5. Beschwerdewesen, Meldestellen, Beratungsstellen

Kultur der Kritik- und Fehlerfreundlichkeit

Unsere Kirchengemeinde und der CVJM sollen Orte sein, an denen sich Menschen wohl und sicher fühlen. Eine wichtige Voraussetzung dafür ist eine Kultur der Kritik- und Fehlerfreundlichkeit. Alle Gruppen und Kreise, insbesondere alle Personen mit Leitungsverantwortung, sind dazu aufgeru­fen, in ihren Gruppen und Kreisen eine Kul­tur des konstruktiven Feedbacks zu etablieren. Dies gilt insbesondere im Bereich der Kinder- und Jugendarbeit.

Ansprechpersonen für Lob und Kritik und Beschwerdewege

Ansprechbar und offen für Beschwerden sind alle hauptamtlichen Mitarbeiterinnen und Mitarbeiter der Kirchengemeinde sowie die ehrenamtlichen Mitarbeitenden in den Leitungsgremien. Beschwerden werden ernst genommen und gehört. Es erfolgt eine Rückmeldung über den weiteren Umgang mit der Beschwerde.
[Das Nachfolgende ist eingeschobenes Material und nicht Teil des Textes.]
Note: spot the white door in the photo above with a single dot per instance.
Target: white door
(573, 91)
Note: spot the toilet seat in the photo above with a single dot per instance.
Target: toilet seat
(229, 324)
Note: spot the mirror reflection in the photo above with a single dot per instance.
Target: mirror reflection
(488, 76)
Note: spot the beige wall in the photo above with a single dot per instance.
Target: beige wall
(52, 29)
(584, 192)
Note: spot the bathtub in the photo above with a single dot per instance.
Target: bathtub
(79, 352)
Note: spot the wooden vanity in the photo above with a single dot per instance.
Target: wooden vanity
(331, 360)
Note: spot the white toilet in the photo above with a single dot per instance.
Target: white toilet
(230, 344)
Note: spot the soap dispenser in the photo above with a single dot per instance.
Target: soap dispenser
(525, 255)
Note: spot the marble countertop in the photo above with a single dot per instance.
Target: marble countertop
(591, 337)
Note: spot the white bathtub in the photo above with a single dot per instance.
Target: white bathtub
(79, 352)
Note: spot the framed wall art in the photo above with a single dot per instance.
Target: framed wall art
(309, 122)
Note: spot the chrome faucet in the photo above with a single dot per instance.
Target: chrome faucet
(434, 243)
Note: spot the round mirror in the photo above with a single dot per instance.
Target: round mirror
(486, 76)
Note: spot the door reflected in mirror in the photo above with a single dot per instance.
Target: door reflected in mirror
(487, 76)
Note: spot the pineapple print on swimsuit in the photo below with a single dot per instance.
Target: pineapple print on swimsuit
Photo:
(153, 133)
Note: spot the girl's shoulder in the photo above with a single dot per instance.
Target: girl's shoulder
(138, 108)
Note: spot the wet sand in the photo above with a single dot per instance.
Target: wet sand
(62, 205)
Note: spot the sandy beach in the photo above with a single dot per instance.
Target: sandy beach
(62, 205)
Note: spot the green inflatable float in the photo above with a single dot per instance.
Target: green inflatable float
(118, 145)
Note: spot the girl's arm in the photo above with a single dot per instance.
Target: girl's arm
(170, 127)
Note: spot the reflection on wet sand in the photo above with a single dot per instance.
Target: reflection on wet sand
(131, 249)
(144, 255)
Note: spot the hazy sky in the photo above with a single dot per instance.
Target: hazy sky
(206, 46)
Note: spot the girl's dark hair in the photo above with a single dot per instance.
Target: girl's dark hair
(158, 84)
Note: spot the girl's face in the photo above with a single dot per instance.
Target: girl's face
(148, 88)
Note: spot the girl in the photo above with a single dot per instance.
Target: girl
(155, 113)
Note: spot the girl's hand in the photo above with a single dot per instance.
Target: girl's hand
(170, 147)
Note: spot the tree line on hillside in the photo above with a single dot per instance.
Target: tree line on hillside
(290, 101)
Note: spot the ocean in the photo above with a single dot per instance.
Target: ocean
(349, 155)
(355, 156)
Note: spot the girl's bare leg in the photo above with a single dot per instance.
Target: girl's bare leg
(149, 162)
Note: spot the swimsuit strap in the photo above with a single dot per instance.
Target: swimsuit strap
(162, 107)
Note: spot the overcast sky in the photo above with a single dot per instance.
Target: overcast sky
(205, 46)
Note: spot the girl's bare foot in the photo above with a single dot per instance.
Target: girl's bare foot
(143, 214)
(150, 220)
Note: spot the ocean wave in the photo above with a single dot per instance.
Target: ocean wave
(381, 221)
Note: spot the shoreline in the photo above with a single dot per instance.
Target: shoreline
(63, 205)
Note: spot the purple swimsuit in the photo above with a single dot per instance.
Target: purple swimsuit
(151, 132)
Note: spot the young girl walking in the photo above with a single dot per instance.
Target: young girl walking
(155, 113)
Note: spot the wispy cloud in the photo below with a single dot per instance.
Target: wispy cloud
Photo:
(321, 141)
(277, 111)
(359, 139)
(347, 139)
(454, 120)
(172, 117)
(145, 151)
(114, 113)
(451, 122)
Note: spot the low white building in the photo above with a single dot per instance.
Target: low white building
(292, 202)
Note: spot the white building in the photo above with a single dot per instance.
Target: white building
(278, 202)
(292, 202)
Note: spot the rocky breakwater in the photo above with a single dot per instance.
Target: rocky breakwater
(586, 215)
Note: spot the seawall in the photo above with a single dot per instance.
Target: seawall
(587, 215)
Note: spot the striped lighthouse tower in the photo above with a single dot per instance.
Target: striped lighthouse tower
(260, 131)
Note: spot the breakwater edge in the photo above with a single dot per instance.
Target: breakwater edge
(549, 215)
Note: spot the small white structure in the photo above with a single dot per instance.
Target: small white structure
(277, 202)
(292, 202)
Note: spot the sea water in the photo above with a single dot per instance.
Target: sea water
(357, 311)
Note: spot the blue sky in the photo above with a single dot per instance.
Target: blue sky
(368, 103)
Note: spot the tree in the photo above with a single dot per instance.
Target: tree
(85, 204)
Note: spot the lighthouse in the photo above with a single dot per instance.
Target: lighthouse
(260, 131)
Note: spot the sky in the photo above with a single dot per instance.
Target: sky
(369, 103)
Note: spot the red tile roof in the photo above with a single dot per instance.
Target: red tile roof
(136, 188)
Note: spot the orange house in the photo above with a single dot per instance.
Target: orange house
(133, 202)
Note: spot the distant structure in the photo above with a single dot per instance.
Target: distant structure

Darüber hinaus benennen der Kirchenrat und der Vor­stand des CVJM An­sprechpersonen, die Lob und Kritik entgegen nehmen und dafür Sorge tra­gen, dass auf beides in angemessener Weise reagiert wird.

Auf der Home­page der Kirchengem­einde sowie des CVJM wird eine Möglichkeit geboten, auch ohne Preisga­be per­sönlicher Daten Feedback zu geben.

Zusätzlich werden in den Gebäu­den und bei Veranstaltun­gen von Kirchengemeinde und CVJM Feedbackkarten für Lob und Kritik verteilt. Die auf diesem Wege eingegangenen Wortmeldungen werden regelmäßig an die Ansprechperson­en für Lob und Kritik weitergeleitet.

Die Ansprech- und die Meldestellen der Landeskirche können ohne Einhaltung eines Dienstweges kontaktiert werden.

Hinweis auf Beratungsangebote

In unseren Häusern machen wir durch Aushänge sowie auf unserer Home­page auf Be­ratungsangebote für Personen mit Gewalterfahrungen auf­merksam. Auch die Kon­taktdaten der Fach- und Meldestelle für sexuali­sierte Gewalt sowie die Kontaktperso­nen der Landeskirche nach dem Hinweisgeberschutzgesetz machen wir auf diesem Wege bekannt. Die Aushänge werden im Eingangsbereich der Häuser sowie im Be­reich der Sa­nitäranlagen angebracht (vgl. Anhang 7).